- Born: Robyn Heather Guymer
- Education: Walter & Eliza Hall Institute of Medical Research
- Known for: Ophthalmology
- Awards: Member, Order of Australia
- Scientific career
- Fields: Ophthalmology
- Workplaces: Melbourne University
- Thesis: A comparison of corneal, pancreas and skin allografts in mice (1991)

= Robyn Guymer =

Ophthalmologist and researcher

Robyn Guymer is an Australian ophthalmologist who was awarded an Elizabeth Blackburn Fellowship from the NHMRC, and works in ophthalmology at Melbourne University. Guymer is a senior retinal specialist within the Royal Victorian Eye and Ear Hospital, and is the deputy director, Centre for Eye Research Australia. She works in age-related macular degeneration as a clinician, academic, and researcher, and has used nano-lasers to treat Age-related Macular Degeneration.

== Career ==
Guymer was awarded her Ph.D. from the Walter and Eliza Hall Institute of Medical Research. She then trained in ophthalmology in Melbourne. Subsequently, she completed a medical retinal fellowship, in London, at the Moorfields Eye Hospital, with Professor Alan Bird. She directs a team of researchers who specialise in investigating age-related macular degeneration (AMD).

Guymer works in retinal disease and has researched both environmental and genetic risk factors for the condition AMD. She has also investigated predictors of the responses to treatments for late AMD. Guymer is a principal investigator in a range of trials. She is on pharmaceutical advisory boards, including as the Mactel consortium, the Beckman/Ryan AMD initiative (USA) in addition to the International Classification of Atrophy (CAM) group.

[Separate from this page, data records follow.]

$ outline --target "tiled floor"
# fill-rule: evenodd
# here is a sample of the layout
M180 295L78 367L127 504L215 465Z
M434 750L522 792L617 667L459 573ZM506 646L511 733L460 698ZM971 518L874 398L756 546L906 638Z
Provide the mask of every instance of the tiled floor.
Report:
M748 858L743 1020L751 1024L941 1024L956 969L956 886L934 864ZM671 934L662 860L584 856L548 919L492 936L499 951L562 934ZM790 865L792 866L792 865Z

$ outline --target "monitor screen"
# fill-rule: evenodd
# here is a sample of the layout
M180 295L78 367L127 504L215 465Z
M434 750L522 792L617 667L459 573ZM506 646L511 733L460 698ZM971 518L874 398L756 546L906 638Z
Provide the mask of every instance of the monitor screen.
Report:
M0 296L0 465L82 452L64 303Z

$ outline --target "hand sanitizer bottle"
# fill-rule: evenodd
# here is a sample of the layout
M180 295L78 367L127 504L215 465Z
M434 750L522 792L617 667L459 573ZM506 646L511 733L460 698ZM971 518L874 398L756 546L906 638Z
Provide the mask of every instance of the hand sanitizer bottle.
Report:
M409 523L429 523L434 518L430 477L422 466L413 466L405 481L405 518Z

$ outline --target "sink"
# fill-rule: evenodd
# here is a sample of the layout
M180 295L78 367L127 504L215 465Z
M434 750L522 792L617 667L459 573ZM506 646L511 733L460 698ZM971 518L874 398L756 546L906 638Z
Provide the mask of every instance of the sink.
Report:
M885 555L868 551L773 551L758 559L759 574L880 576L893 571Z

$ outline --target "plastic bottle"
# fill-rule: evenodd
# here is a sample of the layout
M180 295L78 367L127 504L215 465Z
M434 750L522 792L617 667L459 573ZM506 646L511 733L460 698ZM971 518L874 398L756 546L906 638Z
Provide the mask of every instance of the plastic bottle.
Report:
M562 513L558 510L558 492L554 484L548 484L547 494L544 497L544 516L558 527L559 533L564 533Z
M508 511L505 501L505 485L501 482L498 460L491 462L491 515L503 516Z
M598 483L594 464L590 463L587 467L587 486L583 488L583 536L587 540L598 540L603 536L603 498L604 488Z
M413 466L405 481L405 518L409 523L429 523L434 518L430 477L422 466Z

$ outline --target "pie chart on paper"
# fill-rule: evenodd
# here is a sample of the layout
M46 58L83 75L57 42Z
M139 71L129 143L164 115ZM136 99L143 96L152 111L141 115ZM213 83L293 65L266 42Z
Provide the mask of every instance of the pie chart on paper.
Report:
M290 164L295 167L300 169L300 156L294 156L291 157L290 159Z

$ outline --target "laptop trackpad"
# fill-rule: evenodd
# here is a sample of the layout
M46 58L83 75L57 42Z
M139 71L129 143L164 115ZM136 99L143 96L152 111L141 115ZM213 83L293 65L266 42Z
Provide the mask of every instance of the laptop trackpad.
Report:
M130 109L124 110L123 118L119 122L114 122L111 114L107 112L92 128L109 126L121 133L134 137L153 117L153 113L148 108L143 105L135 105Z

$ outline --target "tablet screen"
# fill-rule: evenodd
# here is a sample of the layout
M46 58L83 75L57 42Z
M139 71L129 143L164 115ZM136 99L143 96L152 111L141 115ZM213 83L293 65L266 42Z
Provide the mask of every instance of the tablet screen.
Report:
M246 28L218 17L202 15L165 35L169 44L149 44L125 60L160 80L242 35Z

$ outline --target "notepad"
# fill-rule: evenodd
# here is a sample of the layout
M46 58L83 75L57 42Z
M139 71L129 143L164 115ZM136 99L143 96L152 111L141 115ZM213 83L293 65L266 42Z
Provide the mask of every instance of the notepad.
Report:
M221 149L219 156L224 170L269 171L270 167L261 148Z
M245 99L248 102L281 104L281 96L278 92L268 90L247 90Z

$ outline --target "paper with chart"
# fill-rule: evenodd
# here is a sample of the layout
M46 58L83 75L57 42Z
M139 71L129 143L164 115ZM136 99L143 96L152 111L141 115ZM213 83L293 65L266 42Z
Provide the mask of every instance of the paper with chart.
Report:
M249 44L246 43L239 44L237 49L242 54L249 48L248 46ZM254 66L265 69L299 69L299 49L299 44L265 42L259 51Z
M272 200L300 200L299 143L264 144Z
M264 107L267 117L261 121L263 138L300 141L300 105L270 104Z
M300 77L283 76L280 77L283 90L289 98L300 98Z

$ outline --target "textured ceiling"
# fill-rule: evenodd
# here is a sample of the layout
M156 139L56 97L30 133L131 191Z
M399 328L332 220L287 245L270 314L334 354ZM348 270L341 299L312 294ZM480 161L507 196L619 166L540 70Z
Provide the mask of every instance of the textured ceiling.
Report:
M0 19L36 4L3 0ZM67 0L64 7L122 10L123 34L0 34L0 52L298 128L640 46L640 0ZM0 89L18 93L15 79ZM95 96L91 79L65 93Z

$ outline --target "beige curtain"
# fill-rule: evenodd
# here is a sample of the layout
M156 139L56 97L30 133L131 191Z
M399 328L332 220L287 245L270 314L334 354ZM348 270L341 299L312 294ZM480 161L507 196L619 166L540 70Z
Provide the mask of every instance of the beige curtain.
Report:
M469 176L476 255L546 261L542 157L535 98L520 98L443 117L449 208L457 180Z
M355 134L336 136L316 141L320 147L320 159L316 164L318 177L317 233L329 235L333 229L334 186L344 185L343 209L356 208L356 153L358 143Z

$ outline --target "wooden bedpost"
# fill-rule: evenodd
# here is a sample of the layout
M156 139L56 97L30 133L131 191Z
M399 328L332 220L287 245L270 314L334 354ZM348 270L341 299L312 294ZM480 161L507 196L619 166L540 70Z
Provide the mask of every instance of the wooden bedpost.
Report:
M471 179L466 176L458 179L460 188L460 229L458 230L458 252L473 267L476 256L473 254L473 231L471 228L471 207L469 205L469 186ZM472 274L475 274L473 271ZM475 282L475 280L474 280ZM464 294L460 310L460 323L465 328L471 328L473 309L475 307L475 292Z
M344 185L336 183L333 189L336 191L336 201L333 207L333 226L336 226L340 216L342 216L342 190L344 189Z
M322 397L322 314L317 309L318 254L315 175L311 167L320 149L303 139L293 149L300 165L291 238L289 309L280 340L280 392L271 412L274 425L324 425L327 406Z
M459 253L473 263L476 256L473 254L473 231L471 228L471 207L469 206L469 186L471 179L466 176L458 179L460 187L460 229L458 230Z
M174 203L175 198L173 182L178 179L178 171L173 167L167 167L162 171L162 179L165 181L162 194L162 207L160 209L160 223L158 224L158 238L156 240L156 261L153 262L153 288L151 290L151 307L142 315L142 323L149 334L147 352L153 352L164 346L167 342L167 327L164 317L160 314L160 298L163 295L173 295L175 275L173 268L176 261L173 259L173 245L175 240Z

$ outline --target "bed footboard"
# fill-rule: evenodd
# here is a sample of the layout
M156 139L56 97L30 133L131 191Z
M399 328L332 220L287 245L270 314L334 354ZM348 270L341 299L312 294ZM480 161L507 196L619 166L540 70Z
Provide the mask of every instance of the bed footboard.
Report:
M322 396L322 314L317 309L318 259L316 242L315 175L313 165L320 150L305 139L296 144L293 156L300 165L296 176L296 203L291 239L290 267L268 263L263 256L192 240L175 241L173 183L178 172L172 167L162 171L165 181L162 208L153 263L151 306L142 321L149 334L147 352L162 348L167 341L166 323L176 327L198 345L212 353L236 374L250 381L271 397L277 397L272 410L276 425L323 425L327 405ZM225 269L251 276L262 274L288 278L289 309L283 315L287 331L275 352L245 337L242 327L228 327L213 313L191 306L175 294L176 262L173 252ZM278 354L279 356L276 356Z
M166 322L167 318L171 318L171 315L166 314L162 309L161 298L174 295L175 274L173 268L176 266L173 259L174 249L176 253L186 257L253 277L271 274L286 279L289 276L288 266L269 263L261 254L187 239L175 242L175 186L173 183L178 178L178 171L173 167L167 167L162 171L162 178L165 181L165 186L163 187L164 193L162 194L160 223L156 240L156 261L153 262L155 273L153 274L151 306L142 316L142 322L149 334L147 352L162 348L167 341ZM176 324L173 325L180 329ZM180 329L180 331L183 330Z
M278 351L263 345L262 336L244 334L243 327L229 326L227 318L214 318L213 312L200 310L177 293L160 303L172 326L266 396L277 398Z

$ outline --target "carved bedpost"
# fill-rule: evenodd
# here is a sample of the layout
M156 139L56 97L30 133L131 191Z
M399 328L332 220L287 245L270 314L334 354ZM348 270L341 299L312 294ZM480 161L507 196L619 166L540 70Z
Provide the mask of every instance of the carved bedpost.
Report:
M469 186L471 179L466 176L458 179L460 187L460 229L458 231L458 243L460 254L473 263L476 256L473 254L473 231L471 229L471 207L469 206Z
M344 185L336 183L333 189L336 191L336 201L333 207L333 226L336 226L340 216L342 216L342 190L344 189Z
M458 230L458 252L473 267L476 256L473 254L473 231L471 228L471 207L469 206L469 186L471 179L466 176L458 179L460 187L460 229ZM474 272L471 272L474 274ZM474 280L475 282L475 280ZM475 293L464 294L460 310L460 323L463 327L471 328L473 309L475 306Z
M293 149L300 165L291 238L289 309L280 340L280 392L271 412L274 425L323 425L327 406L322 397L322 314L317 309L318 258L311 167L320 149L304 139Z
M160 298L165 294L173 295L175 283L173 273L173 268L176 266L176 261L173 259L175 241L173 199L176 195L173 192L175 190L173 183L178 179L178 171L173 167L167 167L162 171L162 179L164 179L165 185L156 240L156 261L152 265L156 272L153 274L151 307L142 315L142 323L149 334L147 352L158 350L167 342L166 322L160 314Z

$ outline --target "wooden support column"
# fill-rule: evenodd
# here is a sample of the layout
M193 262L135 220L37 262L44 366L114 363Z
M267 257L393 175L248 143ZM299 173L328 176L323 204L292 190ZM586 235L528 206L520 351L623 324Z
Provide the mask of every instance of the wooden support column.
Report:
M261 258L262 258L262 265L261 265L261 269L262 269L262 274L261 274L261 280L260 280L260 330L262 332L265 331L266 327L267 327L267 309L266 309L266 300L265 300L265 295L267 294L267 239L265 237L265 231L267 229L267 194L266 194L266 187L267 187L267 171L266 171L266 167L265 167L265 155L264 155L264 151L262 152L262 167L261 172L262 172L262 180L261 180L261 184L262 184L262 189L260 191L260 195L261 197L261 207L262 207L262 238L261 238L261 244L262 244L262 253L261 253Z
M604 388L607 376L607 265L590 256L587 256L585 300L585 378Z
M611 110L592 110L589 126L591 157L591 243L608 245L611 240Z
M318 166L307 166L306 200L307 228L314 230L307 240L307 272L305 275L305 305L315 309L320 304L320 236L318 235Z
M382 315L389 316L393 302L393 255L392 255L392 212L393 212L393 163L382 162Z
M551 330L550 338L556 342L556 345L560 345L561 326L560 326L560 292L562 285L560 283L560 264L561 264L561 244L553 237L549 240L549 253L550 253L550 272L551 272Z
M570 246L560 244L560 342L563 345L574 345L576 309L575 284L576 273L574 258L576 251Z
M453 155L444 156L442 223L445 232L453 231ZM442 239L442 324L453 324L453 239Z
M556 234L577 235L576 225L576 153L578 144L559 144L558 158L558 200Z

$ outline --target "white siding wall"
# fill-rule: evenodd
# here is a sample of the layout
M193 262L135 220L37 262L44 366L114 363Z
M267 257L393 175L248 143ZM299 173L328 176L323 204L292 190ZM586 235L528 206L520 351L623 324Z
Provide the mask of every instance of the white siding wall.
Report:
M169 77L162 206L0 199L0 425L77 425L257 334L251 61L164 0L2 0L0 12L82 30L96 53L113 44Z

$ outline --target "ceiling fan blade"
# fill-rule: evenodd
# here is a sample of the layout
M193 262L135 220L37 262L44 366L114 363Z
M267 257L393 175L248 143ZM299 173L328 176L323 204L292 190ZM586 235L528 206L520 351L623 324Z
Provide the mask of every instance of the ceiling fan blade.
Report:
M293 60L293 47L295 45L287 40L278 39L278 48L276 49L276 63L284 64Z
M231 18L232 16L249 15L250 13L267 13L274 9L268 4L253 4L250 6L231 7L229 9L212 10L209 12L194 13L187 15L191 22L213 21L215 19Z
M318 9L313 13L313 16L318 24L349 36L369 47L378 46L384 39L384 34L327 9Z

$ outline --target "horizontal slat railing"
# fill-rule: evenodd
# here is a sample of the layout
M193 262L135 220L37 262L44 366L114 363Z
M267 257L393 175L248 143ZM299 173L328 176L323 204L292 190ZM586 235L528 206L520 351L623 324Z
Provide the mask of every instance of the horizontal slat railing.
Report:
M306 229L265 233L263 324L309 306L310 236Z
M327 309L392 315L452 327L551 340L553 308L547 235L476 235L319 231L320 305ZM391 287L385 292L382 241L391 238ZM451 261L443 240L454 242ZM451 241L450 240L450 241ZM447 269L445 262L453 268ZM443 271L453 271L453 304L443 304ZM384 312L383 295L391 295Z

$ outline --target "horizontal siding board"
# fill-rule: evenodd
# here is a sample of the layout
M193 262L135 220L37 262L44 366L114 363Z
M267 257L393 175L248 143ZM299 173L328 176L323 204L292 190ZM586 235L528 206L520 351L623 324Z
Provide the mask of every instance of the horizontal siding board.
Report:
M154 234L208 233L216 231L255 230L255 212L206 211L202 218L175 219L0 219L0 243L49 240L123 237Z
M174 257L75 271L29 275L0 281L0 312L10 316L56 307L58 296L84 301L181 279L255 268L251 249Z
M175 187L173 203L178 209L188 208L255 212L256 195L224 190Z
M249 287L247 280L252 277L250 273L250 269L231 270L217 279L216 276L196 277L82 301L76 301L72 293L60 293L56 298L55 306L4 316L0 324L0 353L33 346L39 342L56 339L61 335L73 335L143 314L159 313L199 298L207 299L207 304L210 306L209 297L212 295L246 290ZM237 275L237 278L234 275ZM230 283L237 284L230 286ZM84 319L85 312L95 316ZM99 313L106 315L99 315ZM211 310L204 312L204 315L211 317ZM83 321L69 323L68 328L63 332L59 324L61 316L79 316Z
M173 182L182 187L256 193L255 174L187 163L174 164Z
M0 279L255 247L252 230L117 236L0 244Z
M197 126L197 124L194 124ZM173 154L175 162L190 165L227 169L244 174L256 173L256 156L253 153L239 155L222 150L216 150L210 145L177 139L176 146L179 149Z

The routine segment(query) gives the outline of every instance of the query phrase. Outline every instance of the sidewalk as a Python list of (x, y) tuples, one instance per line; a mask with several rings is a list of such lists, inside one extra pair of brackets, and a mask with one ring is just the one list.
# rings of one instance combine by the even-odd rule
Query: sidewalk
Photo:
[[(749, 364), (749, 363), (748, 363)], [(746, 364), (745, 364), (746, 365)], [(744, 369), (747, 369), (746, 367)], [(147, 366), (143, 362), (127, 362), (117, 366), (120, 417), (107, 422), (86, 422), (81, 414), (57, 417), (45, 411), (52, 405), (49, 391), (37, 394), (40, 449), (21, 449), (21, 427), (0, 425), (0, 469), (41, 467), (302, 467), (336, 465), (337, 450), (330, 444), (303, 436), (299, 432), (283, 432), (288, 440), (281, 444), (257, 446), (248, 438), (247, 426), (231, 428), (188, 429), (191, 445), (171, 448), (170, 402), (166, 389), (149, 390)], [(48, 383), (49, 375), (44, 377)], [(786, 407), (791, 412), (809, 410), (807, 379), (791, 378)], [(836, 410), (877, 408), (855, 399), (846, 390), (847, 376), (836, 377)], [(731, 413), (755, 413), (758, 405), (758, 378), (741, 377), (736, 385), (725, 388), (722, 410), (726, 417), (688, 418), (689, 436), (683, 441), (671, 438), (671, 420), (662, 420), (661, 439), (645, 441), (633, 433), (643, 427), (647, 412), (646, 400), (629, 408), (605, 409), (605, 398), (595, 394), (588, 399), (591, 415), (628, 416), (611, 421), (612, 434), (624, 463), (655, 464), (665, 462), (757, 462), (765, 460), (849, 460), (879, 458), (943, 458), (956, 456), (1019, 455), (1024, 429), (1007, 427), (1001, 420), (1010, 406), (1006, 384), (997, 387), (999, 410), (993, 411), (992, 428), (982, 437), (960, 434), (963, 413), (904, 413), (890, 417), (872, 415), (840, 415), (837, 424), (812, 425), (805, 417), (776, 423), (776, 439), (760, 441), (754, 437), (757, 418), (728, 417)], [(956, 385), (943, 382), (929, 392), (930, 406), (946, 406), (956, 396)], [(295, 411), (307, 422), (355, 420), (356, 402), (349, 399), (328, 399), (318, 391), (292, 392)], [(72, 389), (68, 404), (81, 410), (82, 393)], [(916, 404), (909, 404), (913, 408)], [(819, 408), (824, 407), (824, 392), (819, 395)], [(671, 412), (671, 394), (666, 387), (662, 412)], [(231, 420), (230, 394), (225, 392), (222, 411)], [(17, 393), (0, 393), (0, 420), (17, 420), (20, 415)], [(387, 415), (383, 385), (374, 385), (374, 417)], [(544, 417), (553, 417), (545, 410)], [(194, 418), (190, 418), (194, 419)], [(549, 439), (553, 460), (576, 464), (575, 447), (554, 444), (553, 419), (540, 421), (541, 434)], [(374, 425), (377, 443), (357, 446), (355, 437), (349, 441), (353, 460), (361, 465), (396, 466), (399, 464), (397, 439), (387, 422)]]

Guymer's career has involved investigating new strategies for the treatment of the early stages of AMD. She also researches imaging and functional biomarkers as well as surrogate endpoints with the goal of improving trials for early interventions. Guymer has supported other Early Career Researchers in studying and treating eye conditions at the CERA.

== Select publications ==

Guymer has over 11,000 citations and an H-Index of over 57, as at September 2019.

=== Peer-reviewed articles ===
R Guymer, P Luthert, A Bird (1999) Changes in Bruch's membrane and related structures with age. Progress in retinal and eye research 18 (1), 59-90.

LG Fritsche, W Chen, M Schu, BL Yaspan, Y Yu, G Thorleifsson, DJ Zack, et al. (2013) Seven new loci associated with age-related macular degeneration. Nature genetics 45 (4), 433.

LG Fritsche, W Igl, JNC Bailey, F Grassmann, S Sengupta, et al. (2016) A large genome-wide association of age-related macular degeneration highlights contributions of rare and common variants. Nature genetics 48 (2), 134.

== Awards, honours and recognition ==
- 2021: Victorian Honour Roll of Women inductee.
- 2019: Plenary at Science on the Swan.
- 2019: Named Lecturer at RANZCO's 50th Annual Scientific Congress.
- 2018: Member in the General Division (AM) in the 2018 Queen's Birthday Honours List, recognised for her "significant service to medicine in the field of ophthalmology, particularly age related macular degeneration as a clinician, academic and researcher".
- 2016: NHMRC's Elizabeth Blackburn Fellowship, for the top female researchers in clinical medicine.
- 2015: Fellow of the Australian Academy of Health and Medical Sciences.